10 bits of advice you should be wary of
So there’s this article going around called 10 life lessons you should unlearn. I’ve seen it passed around the last few days and held up as a great, helpful article. In reality, it has a mixture of good and bad points.
Sadly, one reason to be wary is that this article came from the Oprah magazine. There’s a decent chance that the advice sounds good, but has significant flaws if analyzed closely.
Point #7, that we should NOT think rationally about our decisions, really stuck out. Its rationale was that our “rational” brain is more error-prone than our “animal” brain. This is a foolish point of view that will cause more heartache than happiness in the long run for the following reasons:
1. The human ability to rationalize is our greatest strength over animals. It’s rational thinking that’s allowed our species to obtain its many achievements. Humans have created the Internet and walked on the moon. Our closest competitors can sometimes use sticks and rocks as tools. What the article’s author is asking us to do is to eliminate our greatest advantage.

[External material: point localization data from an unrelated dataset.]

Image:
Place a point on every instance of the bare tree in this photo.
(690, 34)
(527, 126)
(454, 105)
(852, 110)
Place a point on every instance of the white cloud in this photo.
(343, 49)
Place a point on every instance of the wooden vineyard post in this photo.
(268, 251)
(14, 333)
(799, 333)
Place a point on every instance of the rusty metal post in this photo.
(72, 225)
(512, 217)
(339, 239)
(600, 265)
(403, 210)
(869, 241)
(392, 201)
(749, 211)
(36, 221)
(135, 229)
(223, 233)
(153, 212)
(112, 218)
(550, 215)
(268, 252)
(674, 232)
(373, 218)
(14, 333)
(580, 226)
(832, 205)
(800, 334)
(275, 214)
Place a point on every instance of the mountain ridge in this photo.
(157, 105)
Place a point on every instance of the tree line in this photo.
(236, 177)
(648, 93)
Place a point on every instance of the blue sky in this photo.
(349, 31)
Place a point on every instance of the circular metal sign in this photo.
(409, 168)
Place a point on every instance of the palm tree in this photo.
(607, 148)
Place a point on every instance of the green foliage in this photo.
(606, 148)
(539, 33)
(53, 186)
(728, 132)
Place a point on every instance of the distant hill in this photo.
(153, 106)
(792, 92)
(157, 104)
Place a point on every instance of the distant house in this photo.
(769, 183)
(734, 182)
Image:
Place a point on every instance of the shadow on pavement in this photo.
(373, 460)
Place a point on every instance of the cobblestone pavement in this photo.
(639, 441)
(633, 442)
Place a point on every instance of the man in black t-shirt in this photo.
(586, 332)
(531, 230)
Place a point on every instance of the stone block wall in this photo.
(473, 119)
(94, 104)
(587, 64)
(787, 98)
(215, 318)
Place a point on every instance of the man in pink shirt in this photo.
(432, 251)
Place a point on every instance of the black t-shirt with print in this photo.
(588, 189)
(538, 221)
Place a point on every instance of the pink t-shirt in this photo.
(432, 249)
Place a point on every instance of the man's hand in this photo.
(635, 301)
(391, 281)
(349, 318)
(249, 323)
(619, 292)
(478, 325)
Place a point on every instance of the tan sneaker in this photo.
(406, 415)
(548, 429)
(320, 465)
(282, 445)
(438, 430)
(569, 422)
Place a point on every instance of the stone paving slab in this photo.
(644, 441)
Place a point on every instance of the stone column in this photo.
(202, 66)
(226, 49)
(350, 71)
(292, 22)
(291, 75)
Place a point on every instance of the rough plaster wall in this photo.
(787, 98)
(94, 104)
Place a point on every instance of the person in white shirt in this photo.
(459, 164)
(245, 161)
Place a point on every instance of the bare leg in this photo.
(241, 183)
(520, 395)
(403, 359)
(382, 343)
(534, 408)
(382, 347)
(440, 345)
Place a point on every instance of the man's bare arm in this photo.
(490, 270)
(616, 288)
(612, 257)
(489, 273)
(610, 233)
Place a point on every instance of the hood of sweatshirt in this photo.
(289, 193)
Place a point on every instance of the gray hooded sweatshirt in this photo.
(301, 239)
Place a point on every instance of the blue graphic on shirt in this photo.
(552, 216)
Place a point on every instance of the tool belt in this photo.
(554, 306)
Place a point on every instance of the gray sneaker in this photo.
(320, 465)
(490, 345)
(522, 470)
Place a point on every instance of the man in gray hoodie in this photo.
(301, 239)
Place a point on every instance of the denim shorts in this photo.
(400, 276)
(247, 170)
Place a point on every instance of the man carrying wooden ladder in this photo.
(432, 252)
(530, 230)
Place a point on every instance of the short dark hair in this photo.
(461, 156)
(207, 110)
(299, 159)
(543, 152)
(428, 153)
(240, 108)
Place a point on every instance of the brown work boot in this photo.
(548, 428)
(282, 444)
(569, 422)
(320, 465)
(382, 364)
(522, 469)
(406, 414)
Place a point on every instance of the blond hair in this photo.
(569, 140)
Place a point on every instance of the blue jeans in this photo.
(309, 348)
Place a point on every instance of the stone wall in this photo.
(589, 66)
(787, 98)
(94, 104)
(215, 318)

2. The rational decider has a greater ability to recognize and correct for error. If a decision was made badly, he or she can figure what where the analysis went wrong and improve the decision process for the future. The “animal brain” counterpart does not have this resource.
3. The instinctive decision maker will feel like they are doing better than they actually are. This is for two reasons:
a. Sometimes things will turn out well, sometimes not. Unfortunately, human nature means most of us will put more weight on the times decisions do go well.

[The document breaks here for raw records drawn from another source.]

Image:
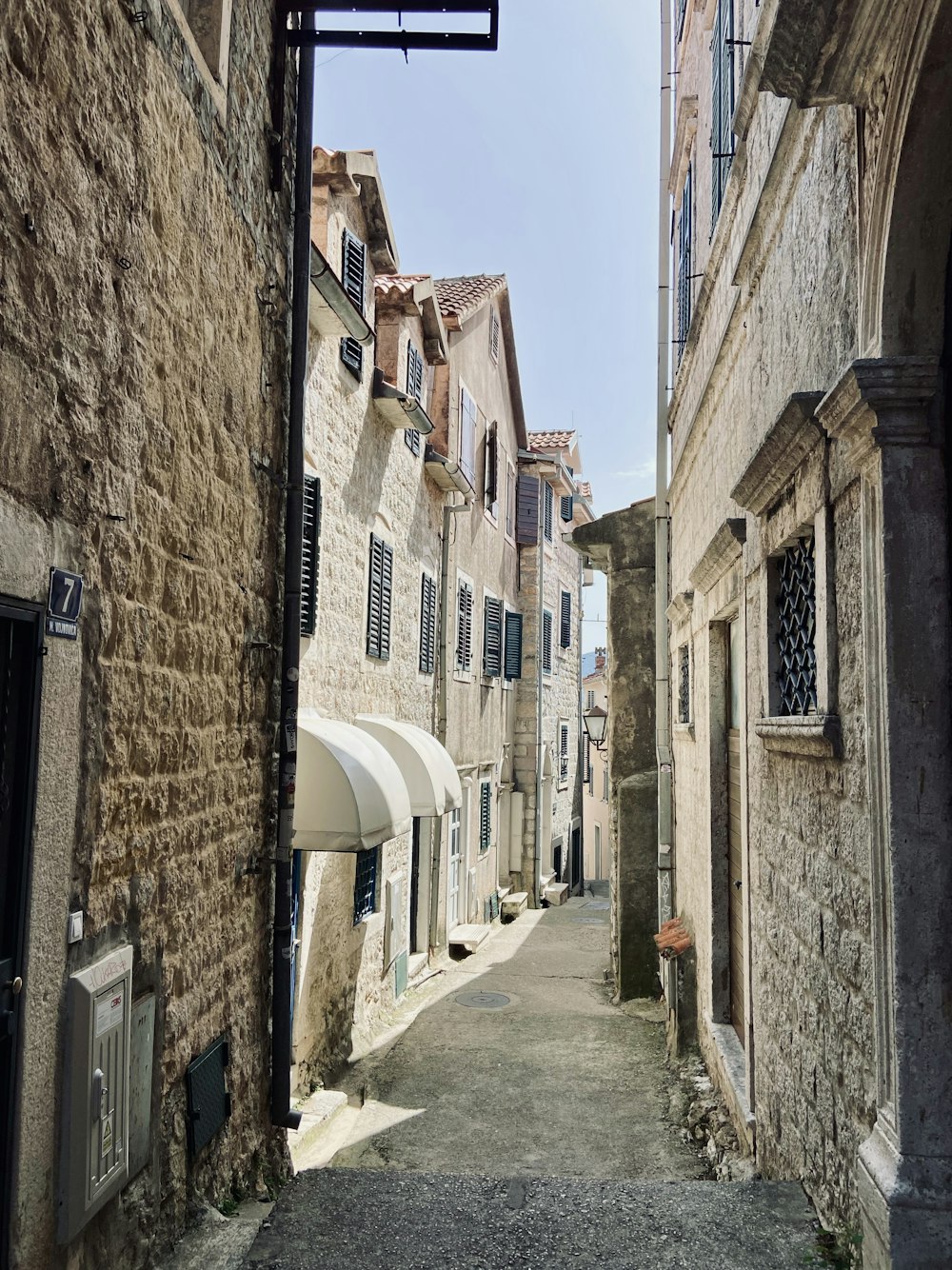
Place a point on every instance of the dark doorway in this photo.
(21, 641)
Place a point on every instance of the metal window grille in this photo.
(684, 684)
(366, 884)
(796, 628)
(722, 105)
(685, 268)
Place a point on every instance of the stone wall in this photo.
(143, 371)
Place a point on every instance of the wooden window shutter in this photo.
(428, 625)
(491, 638)
(310, 554)
(353, 276)
(527, 493)
(565, 620)
(486, 816)
(513, 645)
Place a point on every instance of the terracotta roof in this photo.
(460, 297)
(551, 440)
(402, 282)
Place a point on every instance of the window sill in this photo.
(814, 736)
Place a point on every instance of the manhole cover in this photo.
(483, 1000)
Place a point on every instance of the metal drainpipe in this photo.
(540, 747)
(284, 934)
(663, 738)
(449, 510)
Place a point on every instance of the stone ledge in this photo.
(815, 736)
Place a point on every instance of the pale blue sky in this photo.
(539, 162)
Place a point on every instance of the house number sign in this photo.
(64, 605)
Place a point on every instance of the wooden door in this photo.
(735, 871)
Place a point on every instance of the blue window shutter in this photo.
(565, 620)
(310, 554)
(527, 493)
(513, 645)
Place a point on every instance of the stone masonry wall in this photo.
(143, 384)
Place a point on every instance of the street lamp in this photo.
(596, 722)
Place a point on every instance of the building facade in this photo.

b. The instinctive decider has put less effort into considering the pros and cons of all decisions and consequences. This means a lower ability to determine whether a decision was optimal or not (perhaps if only the difference between “good” and “great”, or “bad” and “catastrophic”.)

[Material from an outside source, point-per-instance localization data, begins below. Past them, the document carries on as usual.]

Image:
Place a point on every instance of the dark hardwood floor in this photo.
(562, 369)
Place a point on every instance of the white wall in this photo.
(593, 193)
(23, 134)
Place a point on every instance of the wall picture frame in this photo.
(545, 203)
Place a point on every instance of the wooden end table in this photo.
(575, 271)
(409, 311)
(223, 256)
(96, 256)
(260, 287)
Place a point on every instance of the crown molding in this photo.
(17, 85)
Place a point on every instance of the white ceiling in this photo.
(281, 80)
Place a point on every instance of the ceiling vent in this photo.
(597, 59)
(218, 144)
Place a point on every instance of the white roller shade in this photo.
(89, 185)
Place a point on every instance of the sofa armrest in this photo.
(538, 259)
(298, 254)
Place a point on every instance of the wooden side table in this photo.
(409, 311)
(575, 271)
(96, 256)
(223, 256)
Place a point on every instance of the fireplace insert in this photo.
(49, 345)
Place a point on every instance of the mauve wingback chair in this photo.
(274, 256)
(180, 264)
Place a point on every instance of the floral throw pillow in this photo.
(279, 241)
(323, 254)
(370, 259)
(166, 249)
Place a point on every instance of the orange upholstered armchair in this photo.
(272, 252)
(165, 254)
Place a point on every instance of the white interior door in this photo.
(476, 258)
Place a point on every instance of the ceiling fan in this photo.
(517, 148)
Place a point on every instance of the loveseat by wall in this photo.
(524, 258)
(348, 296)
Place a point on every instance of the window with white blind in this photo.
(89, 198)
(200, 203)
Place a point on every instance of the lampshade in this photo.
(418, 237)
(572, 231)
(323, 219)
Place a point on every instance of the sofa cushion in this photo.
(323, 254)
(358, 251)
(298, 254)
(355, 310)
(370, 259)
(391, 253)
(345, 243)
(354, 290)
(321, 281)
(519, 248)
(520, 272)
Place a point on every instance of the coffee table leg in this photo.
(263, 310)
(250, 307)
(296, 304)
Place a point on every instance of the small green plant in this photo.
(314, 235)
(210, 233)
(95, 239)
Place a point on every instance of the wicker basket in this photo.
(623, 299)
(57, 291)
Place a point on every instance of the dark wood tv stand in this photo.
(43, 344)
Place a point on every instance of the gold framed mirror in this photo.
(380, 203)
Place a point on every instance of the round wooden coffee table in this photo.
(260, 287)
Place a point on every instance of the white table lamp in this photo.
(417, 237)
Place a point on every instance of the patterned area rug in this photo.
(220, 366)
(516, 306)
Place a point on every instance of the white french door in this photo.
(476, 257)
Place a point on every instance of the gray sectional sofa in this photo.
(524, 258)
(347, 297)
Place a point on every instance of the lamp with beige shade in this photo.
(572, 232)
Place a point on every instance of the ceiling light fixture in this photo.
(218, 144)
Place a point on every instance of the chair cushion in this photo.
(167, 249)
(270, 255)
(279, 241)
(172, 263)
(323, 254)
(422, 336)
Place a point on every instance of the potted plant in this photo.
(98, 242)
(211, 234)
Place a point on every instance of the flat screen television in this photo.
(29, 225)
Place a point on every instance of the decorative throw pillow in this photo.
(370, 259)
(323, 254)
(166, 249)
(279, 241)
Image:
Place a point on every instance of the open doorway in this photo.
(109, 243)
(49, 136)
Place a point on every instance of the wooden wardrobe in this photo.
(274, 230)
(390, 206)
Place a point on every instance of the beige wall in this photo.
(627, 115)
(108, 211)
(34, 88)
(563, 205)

4. The rational decider can more easily determine when there’s not enough information to make a good decision. Since the instinctive decider doesn’t lean on information as much, a decision might be made with an insufficient view of the situation.
5. It should be noted humans CAN develop instinct. But in order for human instinct to work well, it requires expertise and practice. Experts in a given field can make good decisions with less analysis because they’ve seen more situations and the consequences of decisions. (The chess readers of LEP can relate — you’ve probably noticed you naturally consider stronger moves with more practice and knowledge.)
Making an instinctive decision in a field you have no expertise in is essentially rolling the dice. Why let fate determine the outcome when you can affect how things turn out?
What point #7 should have been: Humans are strongest when they rely on each other. Following your instinct is reasonable if you are an expert in the field. But if you aren’t, and your rational analysis is insufficient to make a good decision, a better course of action is to find someone who is an expert and follow their instinct.
There are nine other pieces of advice in the article, which will not be analyzed here. The only thing I ask is that you actually think about what they say and determine whether they make sense, have important limitations, or are nonsensical.